Conclusion: A Call for Precise Hemodynamic Characterization
The work of Jani et al. serves as a powerful reminder that HFpEF is not a benign condition, nor is it a uniform one. In a predominantly overweight and obese population, over one-third of patients exhibit a low-output hemodynamic state that is associated with significantly increased mortality.

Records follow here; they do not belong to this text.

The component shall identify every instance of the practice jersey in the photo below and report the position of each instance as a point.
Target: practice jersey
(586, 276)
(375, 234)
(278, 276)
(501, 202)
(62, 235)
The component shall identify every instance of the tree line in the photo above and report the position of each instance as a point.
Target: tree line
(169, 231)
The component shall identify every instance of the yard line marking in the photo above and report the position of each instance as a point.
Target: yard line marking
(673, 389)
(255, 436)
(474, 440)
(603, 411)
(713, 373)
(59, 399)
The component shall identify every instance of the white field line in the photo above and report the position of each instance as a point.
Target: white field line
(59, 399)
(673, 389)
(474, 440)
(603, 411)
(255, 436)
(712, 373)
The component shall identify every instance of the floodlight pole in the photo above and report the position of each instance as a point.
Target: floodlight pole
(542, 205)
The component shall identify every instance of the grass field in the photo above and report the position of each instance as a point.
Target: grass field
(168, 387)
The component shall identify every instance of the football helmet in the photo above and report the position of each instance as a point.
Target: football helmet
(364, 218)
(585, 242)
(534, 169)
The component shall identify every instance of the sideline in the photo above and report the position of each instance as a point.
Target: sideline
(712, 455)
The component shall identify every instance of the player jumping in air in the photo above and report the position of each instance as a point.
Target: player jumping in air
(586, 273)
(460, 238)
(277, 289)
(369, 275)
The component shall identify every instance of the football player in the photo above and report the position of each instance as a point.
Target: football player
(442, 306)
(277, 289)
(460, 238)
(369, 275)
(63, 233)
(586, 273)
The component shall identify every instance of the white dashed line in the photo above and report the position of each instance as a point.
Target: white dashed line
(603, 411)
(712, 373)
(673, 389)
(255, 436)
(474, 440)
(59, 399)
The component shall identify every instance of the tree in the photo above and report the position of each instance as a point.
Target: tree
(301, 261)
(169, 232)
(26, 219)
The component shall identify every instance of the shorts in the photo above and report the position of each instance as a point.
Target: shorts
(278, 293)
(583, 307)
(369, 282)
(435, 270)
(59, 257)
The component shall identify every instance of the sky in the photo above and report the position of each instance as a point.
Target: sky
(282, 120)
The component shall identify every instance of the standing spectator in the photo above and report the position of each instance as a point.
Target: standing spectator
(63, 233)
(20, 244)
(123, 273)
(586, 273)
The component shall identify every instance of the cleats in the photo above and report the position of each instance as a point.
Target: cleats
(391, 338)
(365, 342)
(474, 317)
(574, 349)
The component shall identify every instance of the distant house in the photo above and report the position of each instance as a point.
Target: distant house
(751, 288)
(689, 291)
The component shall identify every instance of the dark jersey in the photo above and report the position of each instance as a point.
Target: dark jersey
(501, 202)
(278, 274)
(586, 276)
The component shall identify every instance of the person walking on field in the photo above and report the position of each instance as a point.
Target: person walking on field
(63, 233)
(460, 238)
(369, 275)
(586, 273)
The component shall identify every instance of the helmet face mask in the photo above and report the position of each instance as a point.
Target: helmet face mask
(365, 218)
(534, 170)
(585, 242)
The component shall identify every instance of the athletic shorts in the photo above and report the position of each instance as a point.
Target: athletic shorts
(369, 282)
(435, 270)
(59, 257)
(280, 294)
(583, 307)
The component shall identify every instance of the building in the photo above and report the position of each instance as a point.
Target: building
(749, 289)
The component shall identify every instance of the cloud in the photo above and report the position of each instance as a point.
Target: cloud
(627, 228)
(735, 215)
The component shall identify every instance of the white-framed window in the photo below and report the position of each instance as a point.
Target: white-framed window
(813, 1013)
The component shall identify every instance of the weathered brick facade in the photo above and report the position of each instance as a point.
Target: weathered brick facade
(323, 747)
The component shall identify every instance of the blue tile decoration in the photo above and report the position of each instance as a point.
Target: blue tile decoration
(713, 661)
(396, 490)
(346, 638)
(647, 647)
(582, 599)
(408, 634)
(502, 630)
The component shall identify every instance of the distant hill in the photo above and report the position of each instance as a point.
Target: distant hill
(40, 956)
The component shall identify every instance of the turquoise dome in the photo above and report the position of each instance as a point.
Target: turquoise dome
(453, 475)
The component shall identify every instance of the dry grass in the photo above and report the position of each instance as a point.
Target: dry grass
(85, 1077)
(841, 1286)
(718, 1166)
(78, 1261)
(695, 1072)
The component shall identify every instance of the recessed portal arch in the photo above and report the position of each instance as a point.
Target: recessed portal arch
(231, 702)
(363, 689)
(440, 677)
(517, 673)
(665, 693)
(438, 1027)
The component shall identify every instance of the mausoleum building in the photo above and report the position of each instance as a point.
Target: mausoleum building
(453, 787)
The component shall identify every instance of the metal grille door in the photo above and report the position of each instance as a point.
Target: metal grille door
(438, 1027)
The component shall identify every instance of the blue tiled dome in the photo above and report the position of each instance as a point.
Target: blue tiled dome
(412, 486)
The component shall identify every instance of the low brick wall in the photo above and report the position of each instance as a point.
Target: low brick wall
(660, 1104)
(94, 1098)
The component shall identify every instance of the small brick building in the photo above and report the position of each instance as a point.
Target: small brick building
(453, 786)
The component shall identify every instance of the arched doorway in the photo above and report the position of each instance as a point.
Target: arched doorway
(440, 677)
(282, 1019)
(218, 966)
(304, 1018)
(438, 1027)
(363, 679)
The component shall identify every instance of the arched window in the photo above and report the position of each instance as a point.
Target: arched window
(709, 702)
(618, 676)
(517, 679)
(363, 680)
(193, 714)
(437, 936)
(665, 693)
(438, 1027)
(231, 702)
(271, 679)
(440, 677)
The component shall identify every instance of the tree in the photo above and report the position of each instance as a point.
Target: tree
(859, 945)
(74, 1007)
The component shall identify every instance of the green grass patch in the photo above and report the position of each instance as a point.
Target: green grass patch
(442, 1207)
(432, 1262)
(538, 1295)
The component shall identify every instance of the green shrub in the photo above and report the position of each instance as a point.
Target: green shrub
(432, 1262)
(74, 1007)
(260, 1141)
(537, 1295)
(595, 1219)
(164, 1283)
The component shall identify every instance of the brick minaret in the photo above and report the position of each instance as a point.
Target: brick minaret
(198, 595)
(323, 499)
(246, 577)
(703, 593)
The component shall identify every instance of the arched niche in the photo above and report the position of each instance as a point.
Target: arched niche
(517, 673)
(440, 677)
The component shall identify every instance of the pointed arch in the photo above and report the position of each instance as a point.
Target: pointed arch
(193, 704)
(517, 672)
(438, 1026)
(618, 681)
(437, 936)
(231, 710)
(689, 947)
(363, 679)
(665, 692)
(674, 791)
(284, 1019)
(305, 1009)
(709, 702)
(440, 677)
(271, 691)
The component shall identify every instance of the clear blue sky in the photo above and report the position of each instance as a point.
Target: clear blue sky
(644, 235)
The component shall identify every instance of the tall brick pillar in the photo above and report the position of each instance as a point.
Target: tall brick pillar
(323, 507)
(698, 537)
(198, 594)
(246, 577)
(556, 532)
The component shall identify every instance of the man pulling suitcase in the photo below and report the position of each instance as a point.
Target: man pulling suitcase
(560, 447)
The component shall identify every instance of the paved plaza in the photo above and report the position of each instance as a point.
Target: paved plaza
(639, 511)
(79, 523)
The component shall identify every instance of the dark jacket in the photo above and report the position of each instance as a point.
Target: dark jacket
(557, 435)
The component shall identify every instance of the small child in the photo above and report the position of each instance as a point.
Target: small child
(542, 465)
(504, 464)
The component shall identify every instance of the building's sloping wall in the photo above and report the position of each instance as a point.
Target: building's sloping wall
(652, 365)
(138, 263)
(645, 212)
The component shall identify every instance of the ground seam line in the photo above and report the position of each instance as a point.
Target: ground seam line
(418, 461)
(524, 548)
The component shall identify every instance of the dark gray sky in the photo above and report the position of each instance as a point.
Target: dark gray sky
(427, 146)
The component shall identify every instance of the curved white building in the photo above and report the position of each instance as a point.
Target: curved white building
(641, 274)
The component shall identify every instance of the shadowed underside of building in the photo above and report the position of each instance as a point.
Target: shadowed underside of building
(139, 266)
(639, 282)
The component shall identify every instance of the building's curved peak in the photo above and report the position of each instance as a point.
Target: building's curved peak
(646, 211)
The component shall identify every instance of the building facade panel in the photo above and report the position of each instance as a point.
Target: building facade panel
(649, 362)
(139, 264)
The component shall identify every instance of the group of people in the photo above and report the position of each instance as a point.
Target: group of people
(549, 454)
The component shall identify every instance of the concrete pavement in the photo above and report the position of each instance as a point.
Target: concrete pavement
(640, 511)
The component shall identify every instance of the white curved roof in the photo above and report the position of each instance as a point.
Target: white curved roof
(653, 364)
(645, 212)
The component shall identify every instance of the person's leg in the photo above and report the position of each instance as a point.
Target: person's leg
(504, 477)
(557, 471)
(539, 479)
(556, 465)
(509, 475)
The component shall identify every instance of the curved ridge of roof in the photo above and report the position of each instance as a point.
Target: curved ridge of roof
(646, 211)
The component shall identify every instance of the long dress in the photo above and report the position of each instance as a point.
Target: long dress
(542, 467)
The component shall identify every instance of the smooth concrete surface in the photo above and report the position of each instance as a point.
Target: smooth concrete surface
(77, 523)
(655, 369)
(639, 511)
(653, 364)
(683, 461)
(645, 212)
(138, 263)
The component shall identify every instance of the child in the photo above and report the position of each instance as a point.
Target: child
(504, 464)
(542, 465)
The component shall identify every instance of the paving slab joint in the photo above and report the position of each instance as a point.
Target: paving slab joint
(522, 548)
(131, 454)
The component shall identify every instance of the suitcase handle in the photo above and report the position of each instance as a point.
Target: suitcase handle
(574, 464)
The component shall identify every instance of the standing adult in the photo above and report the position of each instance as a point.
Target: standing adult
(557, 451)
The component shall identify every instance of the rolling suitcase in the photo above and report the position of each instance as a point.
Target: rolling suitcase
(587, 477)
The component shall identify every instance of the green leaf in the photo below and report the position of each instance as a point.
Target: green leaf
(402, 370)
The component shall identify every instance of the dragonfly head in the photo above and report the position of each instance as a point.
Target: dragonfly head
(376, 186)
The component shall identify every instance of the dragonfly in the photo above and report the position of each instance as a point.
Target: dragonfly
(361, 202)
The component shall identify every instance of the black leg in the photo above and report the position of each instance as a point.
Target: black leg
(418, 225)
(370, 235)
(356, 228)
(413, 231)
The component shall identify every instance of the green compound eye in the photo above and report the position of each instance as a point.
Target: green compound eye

Recognizing the “wet-cold” phenotype is essential for risk stratification and clinical decision-making. As the medical community moves toward precision medicine, the integration of detailed hemodynamic profiling will be vital in developing targeted therapies that address both the congestion and the perfusion deficits that define this high-risk HFpEF population.
References
1. Jani VP, Vaishnav J, Vungarala S, et al. Congestion and Low Cardiac Output Hemodynamic Phenotype Drives Outcomes in Overweight and Obese HFpEF. JACC Heart Fail. 2025 Nov;13(11):102586. doi: 10.1016/j.jchf.2025.102586.
2. Borlaug BA. Evaluation and Management of Heart Failure with Preserved Ejection Fraction. Nat Rev Cardiol. 2020;17(9):559-573.
3. Reddy YNV, et al. Hemodynamic Heterogeneity of Heart Failure With Preserved Ejection Fraction. Circulation. 2018;137(13):1413-1425.